By ,
Published December 25, 2016
Pope Francis denounced human trafficking as a crime against humanity Thursday after meeting with four women who were forced into prostitution.
Francis attended a Vatican conference of church workers, charity representatives and police chiefs from Interpol, Europol and 20 nations, who pledged greater cooperation to prevent trafficking and to encourage its victims to come forward.
"Human trafficking is an open wound on the body of contemporary society, a scourge upon the body of Christ," Francis said. "It is a crime against humanity."

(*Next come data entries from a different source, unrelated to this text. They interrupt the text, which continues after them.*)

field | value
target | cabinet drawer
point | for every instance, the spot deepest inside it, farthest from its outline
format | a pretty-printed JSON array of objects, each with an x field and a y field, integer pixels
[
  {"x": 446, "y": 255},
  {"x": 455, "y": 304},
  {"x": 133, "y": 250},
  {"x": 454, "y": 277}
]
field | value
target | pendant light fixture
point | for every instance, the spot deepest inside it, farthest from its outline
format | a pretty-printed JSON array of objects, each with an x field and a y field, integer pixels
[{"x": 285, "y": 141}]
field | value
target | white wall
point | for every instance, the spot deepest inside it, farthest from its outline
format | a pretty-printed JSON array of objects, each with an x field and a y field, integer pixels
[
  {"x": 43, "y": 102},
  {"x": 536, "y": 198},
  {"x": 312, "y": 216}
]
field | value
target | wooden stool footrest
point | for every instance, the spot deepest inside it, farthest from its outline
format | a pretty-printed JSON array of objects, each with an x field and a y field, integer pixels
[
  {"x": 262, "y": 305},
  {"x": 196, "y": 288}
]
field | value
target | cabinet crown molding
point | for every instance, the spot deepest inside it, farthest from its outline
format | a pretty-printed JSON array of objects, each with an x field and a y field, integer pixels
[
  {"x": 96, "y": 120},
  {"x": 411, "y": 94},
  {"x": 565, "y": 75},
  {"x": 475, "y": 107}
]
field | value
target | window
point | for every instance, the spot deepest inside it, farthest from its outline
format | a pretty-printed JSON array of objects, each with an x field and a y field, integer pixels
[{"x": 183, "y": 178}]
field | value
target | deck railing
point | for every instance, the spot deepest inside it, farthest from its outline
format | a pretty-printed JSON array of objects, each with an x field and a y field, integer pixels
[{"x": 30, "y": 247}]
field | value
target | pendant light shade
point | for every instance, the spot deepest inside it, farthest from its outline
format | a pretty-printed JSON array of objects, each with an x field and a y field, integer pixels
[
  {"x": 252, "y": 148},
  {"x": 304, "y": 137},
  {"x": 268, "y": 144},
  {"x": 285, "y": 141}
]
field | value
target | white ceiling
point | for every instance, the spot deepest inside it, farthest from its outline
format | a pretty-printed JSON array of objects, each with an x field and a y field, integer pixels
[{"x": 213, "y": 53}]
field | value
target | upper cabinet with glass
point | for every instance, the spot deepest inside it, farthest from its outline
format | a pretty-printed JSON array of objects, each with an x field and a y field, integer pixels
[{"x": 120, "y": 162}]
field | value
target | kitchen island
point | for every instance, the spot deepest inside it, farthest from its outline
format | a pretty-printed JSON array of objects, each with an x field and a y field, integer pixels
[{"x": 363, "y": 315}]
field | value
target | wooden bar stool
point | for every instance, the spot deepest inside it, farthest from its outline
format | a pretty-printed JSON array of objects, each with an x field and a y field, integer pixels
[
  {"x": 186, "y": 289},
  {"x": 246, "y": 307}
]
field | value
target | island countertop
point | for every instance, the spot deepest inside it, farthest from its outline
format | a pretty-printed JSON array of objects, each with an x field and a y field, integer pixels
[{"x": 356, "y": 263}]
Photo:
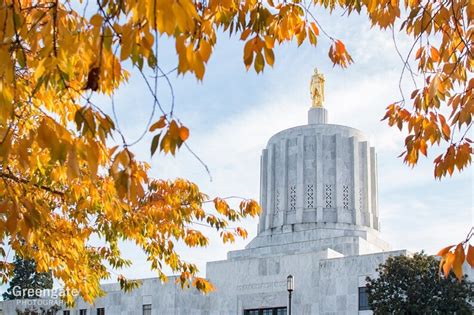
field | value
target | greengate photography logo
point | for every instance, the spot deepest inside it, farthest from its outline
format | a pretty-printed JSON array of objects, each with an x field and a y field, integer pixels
[{"x": 31, "y": 296}]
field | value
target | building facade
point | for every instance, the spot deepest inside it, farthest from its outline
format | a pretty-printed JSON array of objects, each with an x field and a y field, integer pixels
[{"x": 320, "y": 223}]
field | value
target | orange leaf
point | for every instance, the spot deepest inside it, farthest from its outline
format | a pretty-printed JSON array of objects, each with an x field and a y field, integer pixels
[
  {"x": 183, "y": 133},
  {"x": 458, "y": 261},
  {"x": 435, "y": 54},
  {"x": 340, "y": 48},
  {"x": 159, "y": 124},
  {"x": 448, "y": 263},
  {"x": 470, "y": 256},
  {"x": 315, "y": 28}
]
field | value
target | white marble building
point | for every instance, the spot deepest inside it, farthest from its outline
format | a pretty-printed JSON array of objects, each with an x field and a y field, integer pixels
[{"x": 320, "y": 223}]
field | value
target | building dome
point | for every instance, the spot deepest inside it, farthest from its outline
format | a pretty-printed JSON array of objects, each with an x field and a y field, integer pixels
[{"x": 319, "y": 178}]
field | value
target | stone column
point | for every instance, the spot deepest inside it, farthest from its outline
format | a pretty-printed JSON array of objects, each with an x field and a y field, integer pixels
[
  {"x": 263, "y": 189},
  {"x": 300, "y": 191}
]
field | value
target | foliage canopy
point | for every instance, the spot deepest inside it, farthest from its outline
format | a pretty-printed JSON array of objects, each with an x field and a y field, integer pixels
[
  {"x": 25, "y": 276},
  {"x": 413, "y": 285}
]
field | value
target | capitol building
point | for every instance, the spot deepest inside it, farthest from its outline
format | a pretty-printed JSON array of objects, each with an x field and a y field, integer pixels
[{"x": 320, "y": 224}]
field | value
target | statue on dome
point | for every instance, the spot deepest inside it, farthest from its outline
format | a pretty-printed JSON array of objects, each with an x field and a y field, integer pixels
[{"x": 317, "y": 89}]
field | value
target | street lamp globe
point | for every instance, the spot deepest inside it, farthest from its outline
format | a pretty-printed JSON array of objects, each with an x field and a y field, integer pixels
[{"x": 290, "y": 283}]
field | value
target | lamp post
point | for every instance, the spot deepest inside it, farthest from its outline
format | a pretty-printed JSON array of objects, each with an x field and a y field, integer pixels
[{"x": 290, "y": 286}]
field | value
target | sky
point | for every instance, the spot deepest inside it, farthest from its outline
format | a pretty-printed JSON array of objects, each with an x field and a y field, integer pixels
[{"x": 232, "y": 113}]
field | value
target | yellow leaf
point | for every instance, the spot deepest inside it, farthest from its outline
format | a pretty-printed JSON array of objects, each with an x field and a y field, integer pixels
[
  {"x": 458, "y": 261},
  {"x": 259, "y": 62},
  {"x": 96, "y": 20},
  {"x": 183, "y": 133}
]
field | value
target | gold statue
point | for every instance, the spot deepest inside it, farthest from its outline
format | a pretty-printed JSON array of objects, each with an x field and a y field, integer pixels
[{"x": 317, "y": 89}]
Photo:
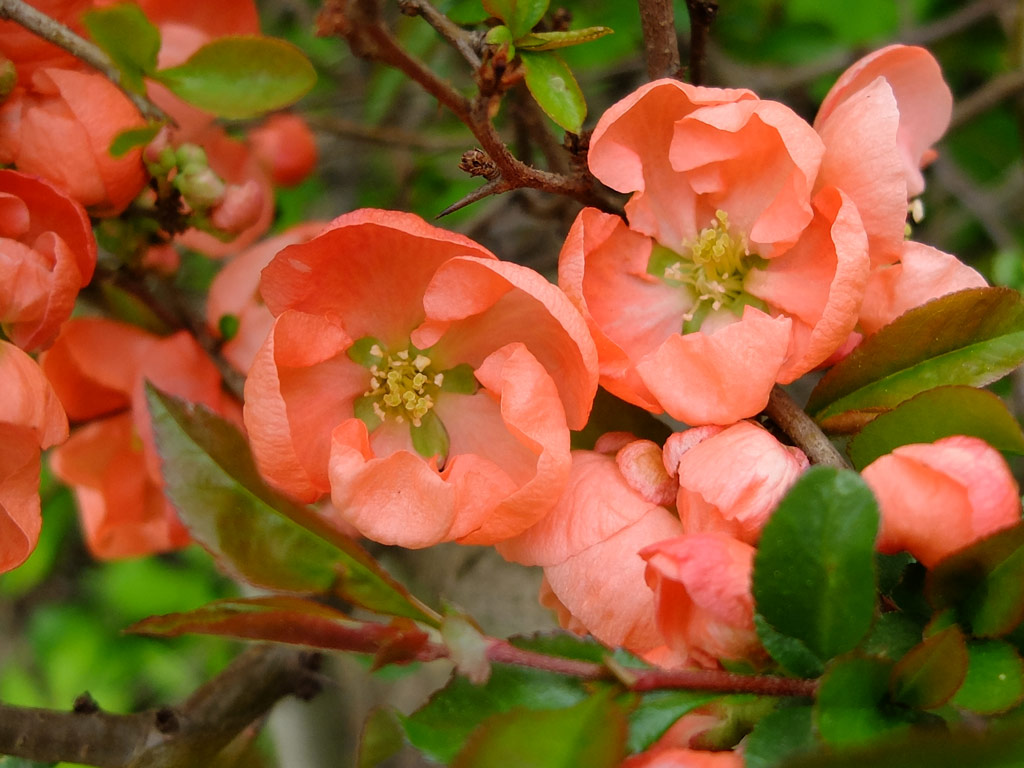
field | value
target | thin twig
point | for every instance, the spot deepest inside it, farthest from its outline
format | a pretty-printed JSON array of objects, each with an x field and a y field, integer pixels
[
  {"x": 56, "y": 33},
  {"x": 702, "y": 13},
  {"x": 657, "y": 17},
  {"x": 795, "y": 422},
  {"x": 189, "y": 734}
]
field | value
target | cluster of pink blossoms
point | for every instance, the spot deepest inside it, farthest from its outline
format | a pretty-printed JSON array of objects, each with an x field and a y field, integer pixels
[{"x": 57, "y": 119}]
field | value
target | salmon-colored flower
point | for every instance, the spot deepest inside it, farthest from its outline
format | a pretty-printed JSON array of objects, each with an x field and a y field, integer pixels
[
  {"x": 425, "y": 385},
  {"x": 941, "y": 497},
  {"x": 730, "y": 480},
  {"x": 59, "y": 124},
  {"x": 286, "y": 147},
  {"x": 235, "y": 296},
  {"x": 47, "y": 254},
  {"x": 31, "y": 419},
  {"x": 702, "y": 588},
  {"x": 588, "y": 546},
  {"x": 98, "y": 369},
  {"x": 737, "y": 269}
]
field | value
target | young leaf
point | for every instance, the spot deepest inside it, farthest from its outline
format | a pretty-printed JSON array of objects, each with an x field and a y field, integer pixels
[
  {"x": 994, "y": 680},
  {"x": 552, "y": 40},
  {"x": 935, "y": 414},
  {"x": 440, "y": 727},
  {"x": 128, "y": 38},
  {"x": 783, "y": 733},
  {"x": 814, "y": 570},
  {"x": 242, "y": 77},
  {"x": 591, "y": 733},
  {"x": 261, "y": 537},
  {"x": 984, "y": 583},
  {"x": 972, "y": 337},
  {"x": 931, "y": 672},
  {"x": 658, "y": 710},
  {"x": 518, "y": 15},
  {"x": 851, "y": 704},
  {"x": 281, "y": 620},
  {"x": 127, "y": 140},
  {"x": 554, "y": 87}
]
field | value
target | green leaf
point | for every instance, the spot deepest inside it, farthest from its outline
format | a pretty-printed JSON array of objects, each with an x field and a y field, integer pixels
[
  {"x": 128, "y": 38},
  {"x": 814, "y": 570},
  {"x": 994, "y": 680},
  {"x": 555, "y": 89},
  {"x": 242, "y": 77},
  {"x": 791, "y": 653},
  {"x": 656, "y": 711},
  {"x": 851, "y": 707},
  {"x": 255, "y": 532},
  {"x": 783, "y": 733},
  {"x": 983, "y": 583},
  {"x": 127, "y": 140},
  {"x": 936, "y": 414},
  {"x": 381, "y": 737},
  {"x": 519, "y": 15},
  {"x": 440, "y": 727},
  {"x": 592, "y": 733},
  {"x": 552, "y": 40},
  {"x": 931, "y": 672},
  {"x": 285, "y": 620},
  {"x": 971, "y": 337}
]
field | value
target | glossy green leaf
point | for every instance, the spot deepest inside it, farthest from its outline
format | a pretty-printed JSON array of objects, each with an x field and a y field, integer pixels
[
  {"x": 381, "y": 738},
  {"x": 983, "y": 583},
  {"x": 440, "y": 727},
  {"x": 283, "y": 620},
  {"x": 519, "y": 15},
  {"x": 242, "y": 77},
  {"x": 553, "y": 40},
  {"x": 255, "y": 532},
  {"x": 128, "y": 38},
  {"x": 591, "y": 733},
  {"x": 814, "y": 570},
  {"x": 133, "y": 138},
  {"x": 656, "y": 711},
  {"x": 972, "y": 338},
  {"x": 783, "y": 733},
  {"x": 555, "y": 89},
  {"x": 931, "y": 672},
  {"x": 994, "y": 680},
  {"x": 852, "y": 704},
  {"x": 936, "y": 414},
  {"x": 790, "y": 652}
]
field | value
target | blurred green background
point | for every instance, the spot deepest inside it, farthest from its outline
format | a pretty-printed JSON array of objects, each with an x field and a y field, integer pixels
[{"x": 385, "y": 143}]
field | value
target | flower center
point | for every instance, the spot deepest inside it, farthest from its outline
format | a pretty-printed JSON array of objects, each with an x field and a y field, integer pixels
[
  {"x": 401, "y": 385},
  {"x": 713, "y": 271}
]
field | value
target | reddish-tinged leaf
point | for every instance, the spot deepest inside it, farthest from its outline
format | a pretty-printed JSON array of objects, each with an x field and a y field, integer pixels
[
  {"x": 932, "y": 671},
  {"x": 936, "y": 414},
  {"x": 971, "y": 337},
  {"x": 282, "y": 620}
]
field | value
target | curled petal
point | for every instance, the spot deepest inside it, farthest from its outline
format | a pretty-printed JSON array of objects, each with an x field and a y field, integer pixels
[
  {"x": 922, "y": 274},
  {"x": 923, "y": 98},
  {"x": 722, "y": 377}
]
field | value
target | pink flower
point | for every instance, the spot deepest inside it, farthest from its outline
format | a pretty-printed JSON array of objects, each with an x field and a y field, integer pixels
[
  {"x": 97, "y": 368},
  {"x": 589, "y": 546},
  {"x": 701, "y": 584},
  {"x": 738, "y": 267},
  {"x": 425, "y": 385},
  {"x": 731, "y": 479},
  {"x": 941, "y": 497},
  {"x": 235, "y": 293},
  {"x": 31, "y": 419},
  {"x": 59, "y": 125},
  {"x": 47, "y": 254}
]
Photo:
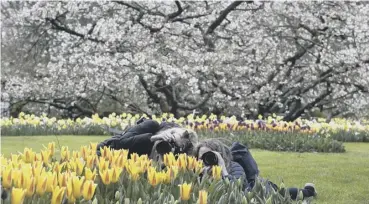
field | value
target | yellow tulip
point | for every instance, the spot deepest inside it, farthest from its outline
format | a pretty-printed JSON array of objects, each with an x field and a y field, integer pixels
[
  {"x": 170, "y": 174},
  {"x": 116, "y": 174},
  {"x": 29, "y": 185},
  {"x": 198, "y": 166},
  {"x": 41, "y": 184},
  {"x": 182, "y": 161},
  {"x": 65, "y": 153},
  {"x": 93, "y": 146},
  {"x": 63, "y": 178},
  {"x": 37, "y": 170},
  {"x": 203, "y": 197},
  {"x": 90, "y": 175},
  {"x": 76, "y": 155},
  {"x": 7, "y": 179},
  {"x": 106, "y": 176},
  {"x": 77, "y": 184},
  {"x": 83, "y": 151},
  {"x": 15, "y": 157},
  {"x": 56, "y": 167},
  {"x": 191, "y": 162},
  {"x": 185, "y": 190},
  {"x": 70, "y": 196},
  {"x": 57, "y": 195},
  {"x": 90, "y": 161},
  {"x": 28, "y": 155},
  {"x": 103, "y": 165},
  {"x": 51, "y": 181},
  {"x": 153, "y": 177},
  {"x": 105, "y": 152},
  {"x": 88, "y": 190},
  {"x": 217, "y": 172},
  {"x": 18, "y": 178},
  {"x": 51, "y": 148},
  {"x": 134, "y": 172},
  {"x": 18, "y": 195},
  {"x": 79, "y": 167}
]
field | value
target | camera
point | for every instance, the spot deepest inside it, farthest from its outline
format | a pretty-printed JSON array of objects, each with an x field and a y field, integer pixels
[
  {"x": 210, "y": 159},
  {"x": 164, "y": 147}
]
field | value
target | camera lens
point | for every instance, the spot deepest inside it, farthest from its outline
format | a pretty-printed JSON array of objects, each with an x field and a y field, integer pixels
[
  {"x": 163, "y": 147},
  {"x": 210, "y": 159}
]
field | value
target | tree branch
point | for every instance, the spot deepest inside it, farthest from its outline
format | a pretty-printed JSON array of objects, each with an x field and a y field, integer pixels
[{"x": 71, "y": 32}]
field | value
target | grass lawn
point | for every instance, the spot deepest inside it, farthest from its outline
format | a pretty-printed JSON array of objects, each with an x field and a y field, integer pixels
[{"x": 339, "y": 178}]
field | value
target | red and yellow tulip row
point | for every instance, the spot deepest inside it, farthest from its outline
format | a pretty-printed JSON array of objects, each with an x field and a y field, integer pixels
[{"x": 31, "y": 175}]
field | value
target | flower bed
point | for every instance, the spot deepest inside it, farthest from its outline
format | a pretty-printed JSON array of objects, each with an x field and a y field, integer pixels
[
  {"x": 339, "y": 129},
  {"x": 82, "y": 177}
]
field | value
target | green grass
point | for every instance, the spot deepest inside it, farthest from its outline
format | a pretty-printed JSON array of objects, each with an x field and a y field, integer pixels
[{"x": 339, "y": 178}]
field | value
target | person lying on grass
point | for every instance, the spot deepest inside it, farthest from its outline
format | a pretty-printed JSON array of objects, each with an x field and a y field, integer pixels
[
  {"x": 236, "y": 162},
  {"x": 154, "y": 139}
]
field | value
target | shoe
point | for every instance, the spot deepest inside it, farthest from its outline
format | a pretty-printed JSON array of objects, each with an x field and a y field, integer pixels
[{"x": 311, "y": 188}]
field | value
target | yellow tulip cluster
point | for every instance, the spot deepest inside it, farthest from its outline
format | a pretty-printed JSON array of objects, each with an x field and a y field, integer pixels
[
  {"x": 204, "y": 122},
  {"x": 74, "y": 176},
  {"x": 30, "y": 173}
]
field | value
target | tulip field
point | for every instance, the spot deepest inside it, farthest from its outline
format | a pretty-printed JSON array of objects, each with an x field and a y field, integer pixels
[{"x": 65, "y": 169}]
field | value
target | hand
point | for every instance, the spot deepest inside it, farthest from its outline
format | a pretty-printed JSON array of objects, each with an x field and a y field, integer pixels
[
  {"x": 221, "y": 163},
  {"x": 170, "y": 135},
  {"x": 165, "y": 136}
]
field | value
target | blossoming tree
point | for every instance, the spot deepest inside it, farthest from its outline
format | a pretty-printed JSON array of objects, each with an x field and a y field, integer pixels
[{"x": 174, "y": 56}]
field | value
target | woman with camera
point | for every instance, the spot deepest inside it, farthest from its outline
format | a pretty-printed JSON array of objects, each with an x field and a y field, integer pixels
[
  {"x": 214, "y": 152},
  {"x": 151, "y": 138}
]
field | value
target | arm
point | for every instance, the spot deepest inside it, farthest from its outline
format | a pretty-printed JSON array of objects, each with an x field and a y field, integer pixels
[{"x": 143, "y": 131}]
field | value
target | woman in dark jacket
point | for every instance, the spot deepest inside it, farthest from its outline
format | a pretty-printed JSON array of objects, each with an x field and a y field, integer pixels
[
  {"x": 144, "y": 137},
  {"x": 227, "y": 159}
]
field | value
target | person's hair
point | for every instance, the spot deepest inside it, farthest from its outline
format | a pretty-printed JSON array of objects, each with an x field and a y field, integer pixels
[
  {"x": 188, "y": 141},
  {"x": 217, "y": 146}
]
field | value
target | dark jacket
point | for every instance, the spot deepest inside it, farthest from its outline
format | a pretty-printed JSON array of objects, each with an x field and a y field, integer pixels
[
  {"x": 137, "y": 138},
  {"x": 243, "y": 157},
  {"x": 235, "y": 172}
]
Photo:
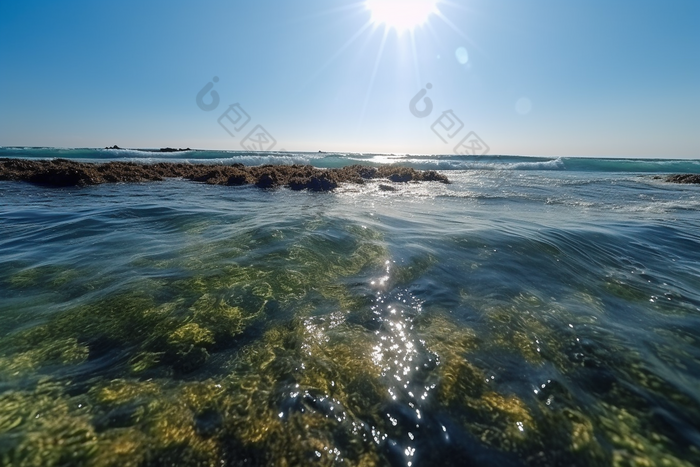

The pope met privately with freed sex slaves from his native Argentina, Chile, Hungary and the Czech Republic. Three of them addressed the conference, which issued a final statement pledging to develop strategies to do more to prevent trafficking, care for victims and help them reintegrate into society once freed.
"Our strategy must work across all borders, languages cultures and religious beliefs," Interpol's secretary general, Ronald Noble, told the group. "The 'merchants' do not care about these differences, indeed they thrive on them, as they have done for years."
Attending were police chiefs from countries where women are routinely trafficked for sex such as Nigeria, Romania, Poland and Albania.
Francis has made combating human trafficking and slavery a priority of his papacy. The Vatican recently joined forces with the Anglican Church and Al-Azhar university, the world's foremost institution of Sunni learning, in an anti-slavery initiative.
Yet only about 1 percent of all trafficking victims denounce their smugglers to police and seek assistance, said Bernard Hogan-Howe, the metropolitan police commissioner of London which has formed a partnership with the Westminster archdiocese to care for victims. Many victims fear coming forward, thinking they will be judged, deported or prosecuted when in fact law enforcement and the church want to offer them a "sanctuary," he said.
The conference, dubbed the "Santa Marta Group" after Francis' Vatican hotel where participants stayed, meets again in London in November.